Au niveau provincial, national ou mondial, notamment aux Jeux olympiques, des événements de ce genre ne seraient pas possibles sans ces passionnés qui viennent donner un coup de main. À Laval, compte tenu de la pandémie de COVID-19 et des délais de plusieurs années, nous mettrons l’accent sur la qualité des bénévoles plutôt que sur la quantité.

« Nous avons atteint près de 1 500 volontaires, c’est un peu moins que la norme, mais nous ne sommes pas dans une situation normale. Par contre, les bénévoles que nous avons, pour la plupart, nous ont donné des quarts ou des quarts de présence de 8 h à 16 h, ce qui nous permet d’avoir moins de bénévoles, mais ils seront plus présents sur les sites », a expliqué le directeur général de cette grande finale, Marc DeBlois.

Le Lavallois lui-même a donné de son temps à sa ville pendant des décennies. Le retraité du centre de loisirs s’est joint aux Jeux du Québec pour offrir une belle vitrine à son coin de pays.

« J’ai toujours été impliqué dans « l’entraînement » au hockey, au soccer… J’ai toujours été impliqué dans ma communauté. Je suis très, très fier de ma ville », a déclaré l’infatigable M. DeBlois.

Une machine bien huilée

Pendant un peu plus d’une semaine, la ville de Laval sera en véritable tourmente. Les sites de compétition sont relativement éloignés les uns des autres, ce qui pose quelques problèmes. Malgré tout, le comité d’organisation assure qu’il n’y aura pas de problème au niveau de la synchronisation des transports.
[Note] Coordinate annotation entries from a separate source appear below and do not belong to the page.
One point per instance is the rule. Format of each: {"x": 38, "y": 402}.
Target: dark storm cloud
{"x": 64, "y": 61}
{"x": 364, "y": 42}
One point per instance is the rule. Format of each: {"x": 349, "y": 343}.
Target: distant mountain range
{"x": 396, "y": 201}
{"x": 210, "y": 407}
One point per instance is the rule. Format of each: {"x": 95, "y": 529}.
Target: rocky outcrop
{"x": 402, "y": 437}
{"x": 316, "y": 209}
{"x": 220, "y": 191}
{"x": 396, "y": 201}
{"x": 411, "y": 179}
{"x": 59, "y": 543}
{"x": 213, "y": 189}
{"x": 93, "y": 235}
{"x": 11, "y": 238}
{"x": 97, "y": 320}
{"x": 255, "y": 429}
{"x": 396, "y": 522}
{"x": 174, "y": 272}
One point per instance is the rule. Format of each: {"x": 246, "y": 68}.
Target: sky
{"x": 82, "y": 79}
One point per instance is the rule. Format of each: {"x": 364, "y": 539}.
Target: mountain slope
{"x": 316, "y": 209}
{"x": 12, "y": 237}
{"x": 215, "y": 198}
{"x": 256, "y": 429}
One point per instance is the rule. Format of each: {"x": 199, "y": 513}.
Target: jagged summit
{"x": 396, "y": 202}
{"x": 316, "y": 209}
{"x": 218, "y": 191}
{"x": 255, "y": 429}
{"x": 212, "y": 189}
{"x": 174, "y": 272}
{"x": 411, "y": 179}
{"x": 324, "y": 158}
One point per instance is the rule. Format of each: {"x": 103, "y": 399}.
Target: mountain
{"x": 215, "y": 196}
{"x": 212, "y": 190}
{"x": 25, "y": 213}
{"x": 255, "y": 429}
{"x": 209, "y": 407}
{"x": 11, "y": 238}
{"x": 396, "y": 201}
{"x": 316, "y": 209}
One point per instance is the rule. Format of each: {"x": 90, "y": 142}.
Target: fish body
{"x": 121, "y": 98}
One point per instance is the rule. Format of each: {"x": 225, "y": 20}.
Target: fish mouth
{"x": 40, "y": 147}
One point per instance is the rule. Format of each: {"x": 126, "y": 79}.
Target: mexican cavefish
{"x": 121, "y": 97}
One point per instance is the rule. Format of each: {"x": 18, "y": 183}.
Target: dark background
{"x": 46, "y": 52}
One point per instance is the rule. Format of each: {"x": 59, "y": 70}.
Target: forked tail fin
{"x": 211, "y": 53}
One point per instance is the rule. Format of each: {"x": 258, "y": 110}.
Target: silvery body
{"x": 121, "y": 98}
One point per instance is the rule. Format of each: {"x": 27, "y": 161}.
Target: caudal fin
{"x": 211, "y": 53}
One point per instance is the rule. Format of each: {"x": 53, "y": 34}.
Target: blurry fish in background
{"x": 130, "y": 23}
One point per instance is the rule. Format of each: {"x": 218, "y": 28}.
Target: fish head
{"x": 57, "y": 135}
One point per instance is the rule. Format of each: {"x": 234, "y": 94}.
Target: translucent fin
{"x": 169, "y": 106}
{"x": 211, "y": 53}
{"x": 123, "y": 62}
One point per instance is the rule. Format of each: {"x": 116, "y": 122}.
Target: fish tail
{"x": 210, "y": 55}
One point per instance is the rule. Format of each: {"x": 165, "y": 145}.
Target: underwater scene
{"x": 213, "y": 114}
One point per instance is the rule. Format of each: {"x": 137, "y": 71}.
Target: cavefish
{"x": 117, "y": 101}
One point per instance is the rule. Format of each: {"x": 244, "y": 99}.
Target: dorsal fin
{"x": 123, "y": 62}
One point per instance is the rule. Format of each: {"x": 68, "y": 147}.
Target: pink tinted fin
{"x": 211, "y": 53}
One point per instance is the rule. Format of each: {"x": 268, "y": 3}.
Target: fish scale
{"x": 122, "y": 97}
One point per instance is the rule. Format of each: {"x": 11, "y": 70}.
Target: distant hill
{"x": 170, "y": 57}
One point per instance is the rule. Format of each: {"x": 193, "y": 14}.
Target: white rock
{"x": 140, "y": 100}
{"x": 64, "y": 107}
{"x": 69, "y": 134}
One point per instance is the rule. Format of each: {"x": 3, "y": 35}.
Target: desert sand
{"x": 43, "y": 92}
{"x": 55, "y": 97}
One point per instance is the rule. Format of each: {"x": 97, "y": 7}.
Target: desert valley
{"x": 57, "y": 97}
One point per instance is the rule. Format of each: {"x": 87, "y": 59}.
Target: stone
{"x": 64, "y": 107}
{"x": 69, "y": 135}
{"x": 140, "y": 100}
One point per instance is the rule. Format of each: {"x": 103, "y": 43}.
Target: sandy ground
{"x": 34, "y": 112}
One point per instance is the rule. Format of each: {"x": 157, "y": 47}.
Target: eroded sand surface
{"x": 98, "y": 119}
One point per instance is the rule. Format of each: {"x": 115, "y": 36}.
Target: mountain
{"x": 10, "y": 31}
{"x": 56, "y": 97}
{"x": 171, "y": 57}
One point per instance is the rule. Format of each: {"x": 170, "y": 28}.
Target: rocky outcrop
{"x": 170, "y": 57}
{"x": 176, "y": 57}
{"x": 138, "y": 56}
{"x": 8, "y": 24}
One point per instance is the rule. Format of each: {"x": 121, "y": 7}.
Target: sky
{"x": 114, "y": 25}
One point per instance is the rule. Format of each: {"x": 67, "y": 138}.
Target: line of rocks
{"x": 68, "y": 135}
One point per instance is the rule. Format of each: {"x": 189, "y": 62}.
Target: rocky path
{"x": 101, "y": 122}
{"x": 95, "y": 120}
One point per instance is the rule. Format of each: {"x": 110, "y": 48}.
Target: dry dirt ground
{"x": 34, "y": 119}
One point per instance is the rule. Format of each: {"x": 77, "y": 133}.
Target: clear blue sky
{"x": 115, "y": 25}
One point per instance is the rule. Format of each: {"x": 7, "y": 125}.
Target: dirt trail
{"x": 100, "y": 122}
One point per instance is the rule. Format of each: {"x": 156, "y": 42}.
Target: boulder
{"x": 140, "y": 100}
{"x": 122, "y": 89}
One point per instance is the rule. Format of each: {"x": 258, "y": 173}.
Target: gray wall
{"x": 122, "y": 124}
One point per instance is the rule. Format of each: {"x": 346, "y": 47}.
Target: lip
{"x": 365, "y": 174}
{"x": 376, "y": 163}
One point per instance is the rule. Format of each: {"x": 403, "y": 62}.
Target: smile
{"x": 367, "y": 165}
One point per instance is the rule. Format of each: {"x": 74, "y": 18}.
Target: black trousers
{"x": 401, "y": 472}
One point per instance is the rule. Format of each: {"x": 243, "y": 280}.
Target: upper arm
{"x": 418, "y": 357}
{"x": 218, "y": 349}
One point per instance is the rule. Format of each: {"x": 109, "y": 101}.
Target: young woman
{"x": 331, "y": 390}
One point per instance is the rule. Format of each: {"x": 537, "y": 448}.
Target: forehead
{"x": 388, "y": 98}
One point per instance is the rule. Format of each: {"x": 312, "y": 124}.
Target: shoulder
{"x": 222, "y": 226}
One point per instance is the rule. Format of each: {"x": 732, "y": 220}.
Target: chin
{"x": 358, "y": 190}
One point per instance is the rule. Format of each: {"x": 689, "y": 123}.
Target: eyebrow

« C’est ici [Société de transport de Laval] qui s’occupe du transport des athlètes pendant la compétition. Nous avons privilégié l’utilisation des autobus électriques, bien sûr, a expliqué M. DeBlois. […] De plus, tous les bénévoles accrédités pourront emprunter les circuits réguliers de la STL. [gratuitement] pour se rendre sur les sites de compétition. C’est un peu notre contribution pour éviter les trajets en voiture. »

– Le programme de la compétition est séparé en deux blocs pour faciliter l’hébergement et les déplacements. Du samedi au mardi, les 2 000 athlètes d’athlétisme, de baseball, de basketball, de cyclisme, de natation, de natation en eau libre et de volleyball de plage se produisent. Du mardi soir au samedi suivant, ce sera au tour des 1 300 jeunes pratiquant le soccer, le golf, le softball, le tir à l’arc, le triathlon, le VTT et le volleyball.

– Comme d’habitude, les écoles de la région accueillent les athlètes. Le Collège Montmorency, le Collège Laval, les écoles secondaires anglophones Laval Junior et Laval Senior ainsi que le Collège Letendre accueillent les 19 délégations québécoises.